21. On careful perusal of Sec.139 of N.I.Act r/w Sec.118 N.I.Act, there is a presumption in favour of the complainant that, the cheque was issued towards discharge of legally enforceable debt or liability, the complainant has discharged his initial burden. Hence, the presumption goes in favour of the complainant
22. The burden is now upon the accused to rebut the presumption available to the complainant. To rebut the presumption available to the complainant, the accused has cross- examined the complainant in length. I have carefully gone through the cross-examination of the complainant. Nothing beneficial could be elicited from the mouth of the PW1- complainant. After completion of the complainant evidence, the accused was examined as required under Section 313 of Cr.P.C. Though, the accused has denied the incriminating statement and he has not choosen to adduce any evidence on his behalf. Therefore, in my view, the accused has failed to rebut the 13 Crl.A.No.149/2018 presumption available to the complainant. Hence, I am of the opinion that, the trail court has rightly observed that the accused had issued cheque in question towards discharge of legally enforceable debt of Rs.10,00,000/- i.e., hand loan taken by the accused. Hence, on careful perusal of the lower court records and the impugned judgment of conviction, I am of the opinion that the trial court has rightly passed the judgment of conviction. The impugned judgment is in accordance with the settled principle of law and facts of the case. There is no error in the judgment passed by the learned Magistrate and no grounds are made out by the appellant to interfere with the impugned judgment of conviction. Accordingly, I answer points No.1 and 2 in the 'Negative'.

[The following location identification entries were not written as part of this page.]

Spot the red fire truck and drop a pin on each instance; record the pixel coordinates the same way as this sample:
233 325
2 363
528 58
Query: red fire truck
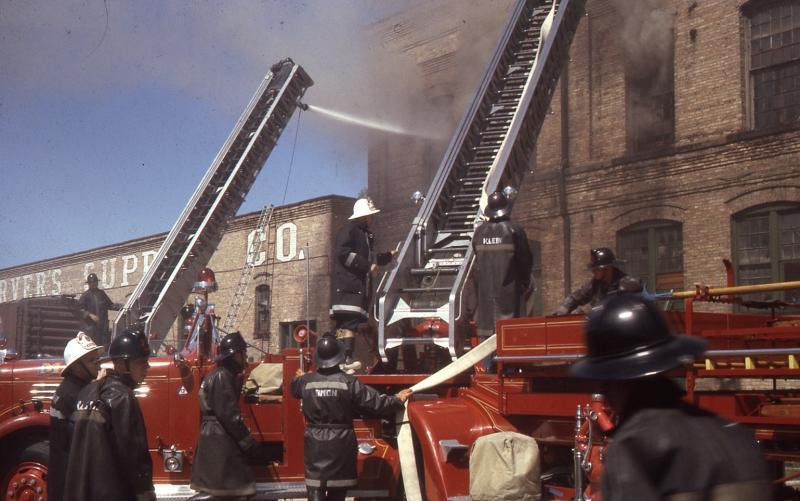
749 374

23. Point No.3:- Now coming to the sentence part. The trial court has imposed sentence of Rs.11,25,000/-, out of which Rs.11,20,000/- shall be paid to the complainant as compensation and Rs.5,000/- shall be remitted to the state exchequer. I am of the opinion that, judgment of conviction and sentence passed by the trial court does not suffer from any irregularity and it does not call for any interference by this court. Accordingly, point No.3 in the 'Negative.' 14 Crl.A.No.149/2018
24. Point No.4:- In view of my findings on point No.1 to 3, I proceed to pass the following:-
ORDER The appeal filed by appellant U/sec.374(3) of Code of Criminal Procedure is hereby dismissed.
The impugned judgment of conviction
passed by the XII Additional Chief
Metropolitan Magistrate, Bangalore, in
CC.No.27800/2015 dated 04.01.2018 is
hereby confirmed.
Send a copy of this judgment to the
lower Court along with LCR forthwith.
(Directly dictated to stenographer on computer, typed by her and then pronounced in open Court on the 29th day of January, 2019) (SUBHASH SANKAD) LXV Addl. City Civil & Sessions Judge, Bengaluru.